Access the unstructured

Published in

qaecy

7 min readNov 9, 2021

In the last article, we looked into the general setup and how a data-driven approach could work. But maybe you are (like almost everyone) primarily working with documents. I have heard of organisations that do everything in SAP, but I have never met anyone. So if you are one of those, I guess you can stop reading. But, if you're not, just think a moment of that archive your organisation for sure has and how to access it….

Paper is ok, but think of **12.053 filetypes.** Photo by C M on Unsplash

Documents are great because we run Software to do stuff and get a result that we can put somewhere. This way, we store the efforts of our work in Documents as data but form the viewpoint of a machine with little information.

The problem

Ok, it is not only one; there are many. If it is Word, Excel or some fancy BIM Software, we have data in documents but don't own the data structure behind it. Just as a comparison: If you take an open standard like .ifc, you get both the data model and the data itself.

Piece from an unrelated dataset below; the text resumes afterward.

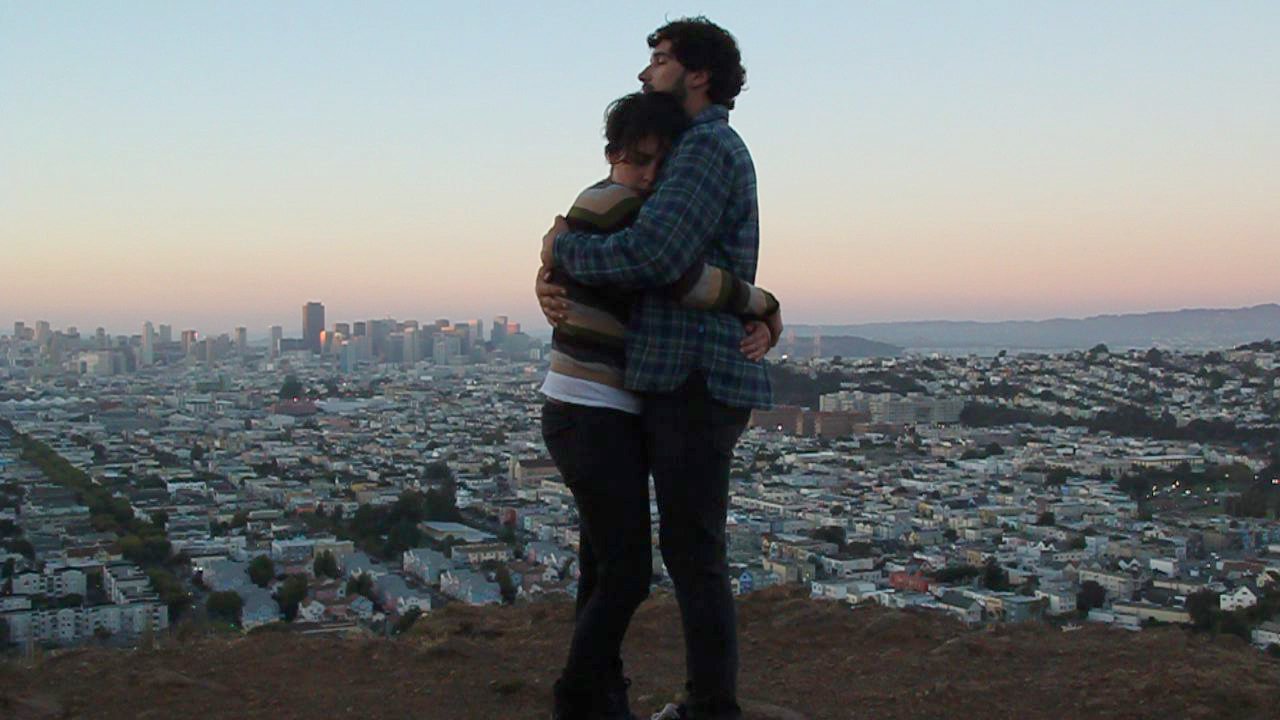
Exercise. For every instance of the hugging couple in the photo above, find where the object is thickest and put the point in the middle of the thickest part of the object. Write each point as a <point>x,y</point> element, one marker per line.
<point>656,367</point>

And speaking of documents, there are a lot of them. There are websites just filled with lists what kind of documents do exist. To be fair, some are accessible and well structured, but one website counts as little as 12.053 filetypes.

And one more thing: it is tough to access content within a document. To indicate what is in a file, we often use naming conventions like the one below that display what is hiding in such a thing.

PR1-AMG-V2–01-M3-C-15:05:15–0001-SP1-P02

"This one says it's project one, provided by Amberg group working on volume, as a 3d model, discipline is civil engineer, it is suitable for coordination, and it is the second preliminary revisions… and guess what: that is individual in every project, right?"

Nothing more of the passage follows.